12 июня 1980 года. Ульянову.
Миша, я смертельно больна… Для очистки совести, а не из страха смерти еду в Киев. Вряд ли мне там смогут помочь: я верю в чудеса, но не для себя.
Мне некому, кроме Вас, поручить моих детей — Олю с Володей [мой первый муж, артист театра Вахтангова Владимир Симонов] — и мою единственную подругу Марину Александровну Пантелееву. Я сама ничем не смогла ей помочь в училище, но без меня ее могут сожрать.
Прошу Вас, не допустите этого. Это Вас не обязывает ни к чему, кроме крайнего случая: не дайте кого-либо из них сожрать и погубить.
Будьте счастливы. Лера.
Письмо это было написано за семь лет до изгнания отца из театра. Что это — предчувствие, что Ульянов вскоре свергнет отца? Желание защитить близких, любимых людей? Или действительно доверительно-доброе отношение к железному председателю, в котором мама видела глубины, сокрытые от отца? Не знаю, было ли это письмо отправлено адресату, или это был крик ее души, страх за близких. О том, что существует письмо к Ульянову, которым я могу воспользоваться, как некой охранной грамотой, мама мне говорила в последние месяцы ее жизни. Копия письма, хранившаяся у меня, никогда не была мною использована и к Ульянову я никогда ни с чем не обращалась. Это было бы немыслимым предательством по отношению к отцу, который иначе как преступником его после переворота не называл.
А вот еще одна удивительная дневниковая запись, сделанная мамой за несколько недель до ее смерти, 20 августа 1980 года: Снилось, что в переулках училища гуляю с М. Ульяновым по черному снегу и мокрым от тающего снега, хлюпающим мостовым.
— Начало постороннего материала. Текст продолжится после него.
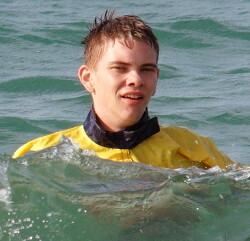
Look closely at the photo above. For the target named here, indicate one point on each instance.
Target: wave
(37, 84)
(64, 193)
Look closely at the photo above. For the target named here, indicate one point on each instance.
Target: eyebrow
(127, 64)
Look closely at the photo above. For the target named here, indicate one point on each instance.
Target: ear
(84, 74)
(158, 73)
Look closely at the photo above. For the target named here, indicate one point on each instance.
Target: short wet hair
(123, 28)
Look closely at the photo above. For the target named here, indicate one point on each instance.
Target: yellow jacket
(171, 147)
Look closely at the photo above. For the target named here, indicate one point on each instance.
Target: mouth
(133, 97)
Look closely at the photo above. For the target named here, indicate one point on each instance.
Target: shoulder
(48, 140)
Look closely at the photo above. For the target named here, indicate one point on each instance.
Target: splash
(65, 193)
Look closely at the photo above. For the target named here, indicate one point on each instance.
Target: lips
(137, 97)
(133, 96)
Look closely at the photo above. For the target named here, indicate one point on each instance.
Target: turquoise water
(64, 194)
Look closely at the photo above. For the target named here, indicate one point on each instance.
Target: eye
(119, 68)
(149, 69)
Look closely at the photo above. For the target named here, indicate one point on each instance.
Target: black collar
(125, 139)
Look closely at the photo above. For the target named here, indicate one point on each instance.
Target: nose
(134, 79)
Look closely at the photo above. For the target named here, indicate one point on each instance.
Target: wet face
(122, 83)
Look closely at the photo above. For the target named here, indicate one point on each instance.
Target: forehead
(131, 48)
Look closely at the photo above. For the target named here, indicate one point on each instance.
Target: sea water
(64, 193)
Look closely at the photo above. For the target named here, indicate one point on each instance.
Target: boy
(121, 73)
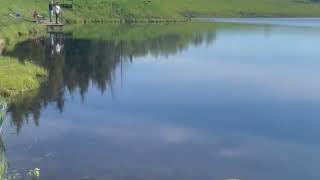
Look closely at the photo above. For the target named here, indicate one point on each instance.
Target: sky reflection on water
(242, 105)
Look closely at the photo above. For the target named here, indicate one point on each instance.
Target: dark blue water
(225, 102)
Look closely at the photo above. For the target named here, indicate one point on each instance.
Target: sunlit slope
(91, 9)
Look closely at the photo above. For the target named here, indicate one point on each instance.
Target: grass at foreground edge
(17, 78)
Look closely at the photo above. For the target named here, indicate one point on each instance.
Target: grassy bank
(16, 78)
(167, 9)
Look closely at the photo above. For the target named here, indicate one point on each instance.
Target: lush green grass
(16, 78)
(178, 8)
(104, 9)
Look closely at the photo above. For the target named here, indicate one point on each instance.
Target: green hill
(91, 9)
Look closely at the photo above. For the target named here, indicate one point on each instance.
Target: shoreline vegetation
(16, 77)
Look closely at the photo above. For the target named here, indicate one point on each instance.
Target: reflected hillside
(84, 56)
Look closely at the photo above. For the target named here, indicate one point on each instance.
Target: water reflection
(243, 106)
(3, 160)
(74, 64)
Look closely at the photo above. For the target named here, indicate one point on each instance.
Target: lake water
(194, 101)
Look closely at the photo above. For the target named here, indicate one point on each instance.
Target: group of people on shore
(54, 9)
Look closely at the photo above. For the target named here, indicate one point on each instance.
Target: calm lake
(197, 101)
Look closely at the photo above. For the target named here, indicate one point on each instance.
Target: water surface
(204, 101)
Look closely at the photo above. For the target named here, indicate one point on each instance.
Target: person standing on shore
(51, 4)
(58, 11)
Спокойно и долго гуляем и разговариваем.
За несколько месяцев до смерти, в мае 1994 года, отец присылает мне звуковое письмо, которое ясно дает понять, что до последних дней своих он не мог простить Ульянову главного, с его точки зрения, преступления против Театра — забвения прошлого, забвения имен учителей.
Я бережно храню в своем домашнем архиве эти родительские предсмертные мысли о ныне покойном Михаиле Александровиче Ульянове — то ли главном защитнике, то ли главном недруге нашей семьи: “Ты деточка, уж как-нибудь разберись во всем сама — правда ведь у каждого своя”.